ZHOUQU, Gansu - He Xinchao, 44, a father and head of Yueyuan village of Zhouqu county, survived the devastating landslide that killed at least 127 people around midnight on Saturday in Zhouqu in the Gannan Tibetan autonomous prefecture of Northwest China's Gansu province.
He was saved by rescue workers on Sunday morning, with his clothes torn off by the mudslide. His legs were also seriously bruised and his pelvic bone fractured by the impact of the collision.
Nine other members of his family are still missing.
He told China Daily how he survived and saved his three-year-old son's life by clinging to a pole:
"That night, I went to the door to check what had happened after I heard a strong wind and unusual rumbling.
"As soon as I opened the door, mud squeezed in. I immediately realized that it was a landslide and the sounds were those of houses collapsing.
"I ran back to warn my family of 11 and grabbed my son. In just seconds, a wall of my house fell down and we were washed to different places by the mud.
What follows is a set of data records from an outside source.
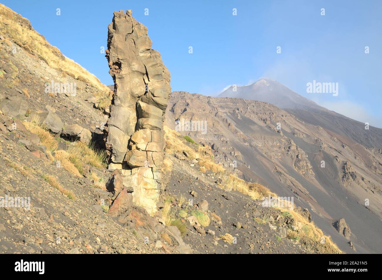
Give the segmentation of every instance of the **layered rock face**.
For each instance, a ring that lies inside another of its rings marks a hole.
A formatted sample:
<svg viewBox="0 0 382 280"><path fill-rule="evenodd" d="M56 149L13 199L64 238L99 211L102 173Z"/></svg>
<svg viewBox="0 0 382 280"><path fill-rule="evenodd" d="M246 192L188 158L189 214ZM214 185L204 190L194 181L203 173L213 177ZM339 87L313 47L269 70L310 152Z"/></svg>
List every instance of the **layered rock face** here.
<svg viewBox="0 0 382 280"><path fill-rule="evenodd" d="M151 48L147 28L131 14L115 12L108 26L106 57L114 92L105 142L109 169L121 170L124 185L134 188L133 202L152 214L161 181L170 74Z"/></svg>

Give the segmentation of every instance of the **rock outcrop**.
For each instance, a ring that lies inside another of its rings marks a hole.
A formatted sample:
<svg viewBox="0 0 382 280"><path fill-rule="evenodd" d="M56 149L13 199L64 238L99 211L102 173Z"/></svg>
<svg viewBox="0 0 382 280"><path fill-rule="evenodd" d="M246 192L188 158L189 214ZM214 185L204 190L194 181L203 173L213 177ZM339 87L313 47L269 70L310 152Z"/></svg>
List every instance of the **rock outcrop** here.
<svg viewBox="0 0 382 280"><path fill-rule="evenodd" d="M105 142L109 169L129 178L124 181L134 189L134 203L152 214L161 181L170 74L151 48L147 28L131 14L115 12L108 26L106 56L115 84Z"/></svg>
<svg viewBox="0 0 382 280"><path fill-rule="evenodd" d="M333 226L340 234L345 238L349 239L350 237L350 229L345 221L345 219L341 218L333 223Z"/></svg>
"I then found a pole, which I grabbed on to with one hand, while I held my son, who was on my shoulders, with the other.
"For the entire night, water and mud kept rising, covering my chest and edging up to my neck.
"All I thought about was holding my son tight and clinging to the pole. The sky then grew even darker and I finally fell unconscious."
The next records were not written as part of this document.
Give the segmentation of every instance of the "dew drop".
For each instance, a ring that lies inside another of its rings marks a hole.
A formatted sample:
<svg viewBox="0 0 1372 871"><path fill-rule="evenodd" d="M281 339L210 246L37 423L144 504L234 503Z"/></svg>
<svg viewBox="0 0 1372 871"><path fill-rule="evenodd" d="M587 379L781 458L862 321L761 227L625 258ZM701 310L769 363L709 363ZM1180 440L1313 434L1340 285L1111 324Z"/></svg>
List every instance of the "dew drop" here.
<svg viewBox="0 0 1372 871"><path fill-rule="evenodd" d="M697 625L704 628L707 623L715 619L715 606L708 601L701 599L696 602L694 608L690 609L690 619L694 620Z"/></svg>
After being saved by rescue workers, he was admitted on Sunday to a local hospital, which received 70 survivors who were injured in the landslide.
Peng Wei, chief of the fire station in Zhouqu county, said he heard a roaring sound when the mudslide suddenly occurred.
"I heard an uproar outside 11:30 pm. I then received an alarming call, saying that a landslide hit the county and someone was trapped in a house," he told State broadcaster CCTV.
Peng, who lived on the fourth floor of his building, said that when he and his wife dashed down to the ground floor, the door had already been pushed open by debris from the landslide.
"There had been a power cut; not a single light could be seen in the street. I asked my wife to go back upstairs and I went to help other neighbors evacuate to safety," he said.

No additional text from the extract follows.